The following night, six darkly clad figures entered the sacred precinct of the Great Temple of Atlantis.

‘Welcome,’ Alexa greeted her guests. ‘Follow me please.’

Alexa took her visitors into a large reception room, where normally the Atlantean priestly order held their annual day of thanksgiving to celebrate the birth of Atlantis.

‘Please be seated, my lords,’ she said. ‘I have been following your activities for quite a while now and so long as you were maintaining the course of just teaching our young people, I saw no cause for alarm. But then just the other day as I touched’ —her eyes wandered and settled on Kalistian— ‘as I touched your mind and saw that you were contemplating to advance our people beyond what is considered wise, I thought it necessary to contact you. You see, there are many things of which you are not aware. For instance, the geographic location of Atlantis—’

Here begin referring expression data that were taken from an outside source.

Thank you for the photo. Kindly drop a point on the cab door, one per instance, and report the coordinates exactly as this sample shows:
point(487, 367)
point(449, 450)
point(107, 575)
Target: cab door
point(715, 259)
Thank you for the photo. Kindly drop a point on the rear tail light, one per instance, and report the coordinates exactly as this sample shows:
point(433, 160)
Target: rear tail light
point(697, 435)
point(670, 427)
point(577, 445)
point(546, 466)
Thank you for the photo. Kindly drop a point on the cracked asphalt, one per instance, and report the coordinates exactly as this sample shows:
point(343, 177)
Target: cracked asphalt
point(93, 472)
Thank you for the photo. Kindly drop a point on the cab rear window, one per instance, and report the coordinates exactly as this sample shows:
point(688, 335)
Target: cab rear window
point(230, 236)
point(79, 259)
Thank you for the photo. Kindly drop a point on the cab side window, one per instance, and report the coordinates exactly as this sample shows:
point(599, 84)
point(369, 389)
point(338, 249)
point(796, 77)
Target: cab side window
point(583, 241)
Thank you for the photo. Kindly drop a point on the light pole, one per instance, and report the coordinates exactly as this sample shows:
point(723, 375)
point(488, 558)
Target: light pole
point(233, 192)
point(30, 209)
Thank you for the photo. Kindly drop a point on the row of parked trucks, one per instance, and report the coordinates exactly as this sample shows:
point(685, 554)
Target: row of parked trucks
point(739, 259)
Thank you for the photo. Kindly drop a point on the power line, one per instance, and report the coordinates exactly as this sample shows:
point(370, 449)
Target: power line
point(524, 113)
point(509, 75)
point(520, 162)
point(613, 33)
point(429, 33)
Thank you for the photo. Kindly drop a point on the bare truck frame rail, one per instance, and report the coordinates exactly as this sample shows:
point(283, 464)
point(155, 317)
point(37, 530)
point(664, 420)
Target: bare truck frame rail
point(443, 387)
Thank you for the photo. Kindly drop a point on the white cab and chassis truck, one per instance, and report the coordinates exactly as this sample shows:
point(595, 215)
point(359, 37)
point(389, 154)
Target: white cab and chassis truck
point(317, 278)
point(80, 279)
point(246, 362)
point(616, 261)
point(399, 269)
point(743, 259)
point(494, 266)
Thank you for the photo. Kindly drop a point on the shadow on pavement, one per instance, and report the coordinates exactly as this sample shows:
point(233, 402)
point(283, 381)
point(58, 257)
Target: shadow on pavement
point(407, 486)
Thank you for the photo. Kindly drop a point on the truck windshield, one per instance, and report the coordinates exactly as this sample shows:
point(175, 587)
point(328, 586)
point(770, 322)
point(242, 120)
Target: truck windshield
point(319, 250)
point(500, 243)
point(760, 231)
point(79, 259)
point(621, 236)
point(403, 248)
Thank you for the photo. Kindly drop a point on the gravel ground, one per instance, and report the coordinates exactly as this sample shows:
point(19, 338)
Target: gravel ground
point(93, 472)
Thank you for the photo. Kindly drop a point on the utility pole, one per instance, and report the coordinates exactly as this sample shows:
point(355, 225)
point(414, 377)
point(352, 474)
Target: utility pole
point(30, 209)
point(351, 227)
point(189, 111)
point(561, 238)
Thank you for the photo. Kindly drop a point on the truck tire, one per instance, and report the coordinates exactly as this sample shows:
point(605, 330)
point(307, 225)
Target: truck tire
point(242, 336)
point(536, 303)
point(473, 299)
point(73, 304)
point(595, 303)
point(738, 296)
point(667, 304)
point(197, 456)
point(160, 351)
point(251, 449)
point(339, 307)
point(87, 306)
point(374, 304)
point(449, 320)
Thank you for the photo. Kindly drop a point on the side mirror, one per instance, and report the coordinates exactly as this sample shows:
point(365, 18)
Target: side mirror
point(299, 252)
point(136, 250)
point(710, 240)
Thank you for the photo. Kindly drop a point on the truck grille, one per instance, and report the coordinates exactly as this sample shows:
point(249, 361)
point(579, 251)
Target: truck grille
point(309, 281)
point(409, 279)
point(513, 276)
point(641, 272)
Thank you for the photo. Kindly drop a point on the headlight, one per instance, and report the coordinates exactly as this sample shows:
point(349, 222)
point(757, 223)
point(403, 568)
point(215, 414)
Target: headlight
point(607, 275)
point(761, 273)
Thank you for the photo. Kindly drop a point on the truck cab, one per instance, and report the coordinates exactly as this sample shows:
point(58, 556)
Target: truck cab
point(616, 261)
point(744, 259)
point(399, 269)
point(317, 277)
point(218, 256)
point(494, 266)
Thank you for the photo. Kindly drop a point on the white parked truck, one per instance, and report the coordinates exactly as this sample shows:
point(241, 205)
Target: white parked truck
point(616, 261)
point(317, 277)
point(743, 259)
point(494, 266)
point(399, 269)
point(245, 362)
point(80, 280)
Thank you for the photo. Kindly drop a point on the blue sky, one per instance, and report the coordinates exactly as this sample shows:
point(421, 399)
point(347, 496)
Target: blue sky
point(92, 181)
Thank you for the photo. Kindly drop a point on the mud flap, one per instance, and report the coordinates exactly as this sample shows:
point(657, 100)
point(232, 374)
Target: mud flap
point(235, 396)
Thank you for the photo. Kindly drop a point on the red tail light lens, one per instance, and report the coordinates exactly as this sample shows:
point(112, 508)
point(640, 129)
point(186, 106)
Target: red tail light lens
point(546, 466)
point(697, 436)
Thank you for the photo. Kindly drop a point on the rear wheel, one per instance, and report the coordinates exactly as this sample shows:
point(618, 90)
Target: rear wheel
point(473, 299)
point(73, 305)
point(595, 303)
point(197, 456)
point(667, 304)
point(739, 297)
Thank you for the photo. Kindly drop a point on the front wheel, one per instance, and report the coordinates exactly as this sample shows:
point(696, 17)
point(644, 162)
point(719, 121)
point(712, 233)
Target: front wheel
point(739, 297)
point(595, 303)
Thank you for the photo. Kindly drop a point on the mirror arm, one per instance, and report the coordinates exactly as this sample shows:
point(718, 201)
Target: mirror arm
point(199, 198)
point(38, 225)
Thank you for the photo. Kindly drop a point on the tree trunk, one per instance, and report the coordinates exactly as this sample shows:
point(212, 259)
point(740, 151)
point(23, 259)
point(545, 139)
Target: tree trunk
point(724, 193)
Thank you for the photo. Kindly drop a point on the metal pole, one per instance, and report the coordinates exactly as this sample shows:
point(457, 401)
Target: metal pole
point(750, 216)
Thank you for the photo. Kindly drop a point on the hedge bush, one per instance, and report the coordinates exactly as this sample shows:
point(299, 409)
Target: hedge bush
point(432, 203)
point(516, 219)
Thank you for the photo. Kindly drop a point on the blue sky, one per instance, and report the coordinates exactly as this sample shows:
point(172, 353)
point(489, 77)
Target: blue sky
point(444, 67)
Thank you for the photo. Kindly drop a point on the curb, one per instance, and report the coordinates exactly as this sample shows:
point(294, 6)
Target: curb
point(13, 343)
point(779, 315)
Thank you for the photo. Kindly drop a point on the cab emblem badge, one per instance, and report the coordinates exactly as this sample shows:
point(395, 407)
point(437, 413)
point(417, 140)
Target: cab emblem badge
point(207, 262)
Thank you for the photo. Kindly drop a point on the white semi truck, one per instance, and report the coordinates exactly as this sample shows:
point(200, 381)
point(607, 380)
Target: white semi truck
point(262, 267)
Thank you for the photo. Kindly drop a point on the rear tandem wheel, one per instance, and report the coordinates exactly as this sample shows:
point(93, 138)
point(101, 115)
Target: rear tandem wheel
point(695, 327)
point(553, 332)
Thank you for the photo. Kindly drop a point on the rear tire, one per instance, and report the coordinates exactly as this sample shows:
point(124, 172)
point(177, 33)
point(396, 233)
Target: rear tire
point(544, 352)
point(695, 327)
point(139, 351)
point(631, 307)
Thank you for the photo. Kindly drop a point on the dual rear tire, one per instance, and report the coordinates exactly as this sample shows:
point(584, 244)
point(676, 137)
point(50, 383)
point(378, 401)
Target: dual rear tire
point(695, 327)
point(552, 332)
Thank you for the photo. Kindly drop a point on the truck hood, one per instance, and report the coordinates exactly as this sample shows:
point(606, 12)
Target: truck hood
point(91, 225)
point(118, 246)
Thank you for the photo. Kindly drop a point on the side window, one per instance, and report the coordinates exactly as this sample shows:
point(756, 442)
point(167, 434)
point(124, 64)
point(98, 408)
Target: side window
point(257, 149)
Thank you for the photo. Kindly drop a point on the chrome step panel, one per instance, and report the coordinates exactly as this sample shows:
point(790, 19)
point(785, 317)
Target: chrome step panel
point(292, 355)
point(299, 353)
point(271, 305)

‘Excuse me!’ Kalistian interrupted impatiently. ‘We are quite aware of the geographic location of Atlantis.’

‘No, my lord Kalistian you are not. You see, Atlantis, geographically, is at the centre of this world and another.’

‘That is not possible,’ Kalistian refuted sharply. ‘There are no other worlds. There is only one world’ —he held up his forefinger for emphasis— ‘only one.’

Alexa shook her head. ‘That is not so, my lord. I am sorry, but that is simply not so. There is another world, another universe, a dark universe … like a dark mirror.’

‘You are wrong,’ Kalistian argued with absolute conviction, for he would surely know if such a world existed.

‘I know why you believe that, my lord. You and your friends are the original lords of knowledge, givers of light and all that is. You believe, and logically so, that you know everything that is knowable. But what you don’t know is that upon the birth of this universe, another was also born … its twin. And it is here in this place … in Atlantis … the bridge that connects this universe to its twin.’

‘That is not possible,’ Kalistian persisted, shaking his head.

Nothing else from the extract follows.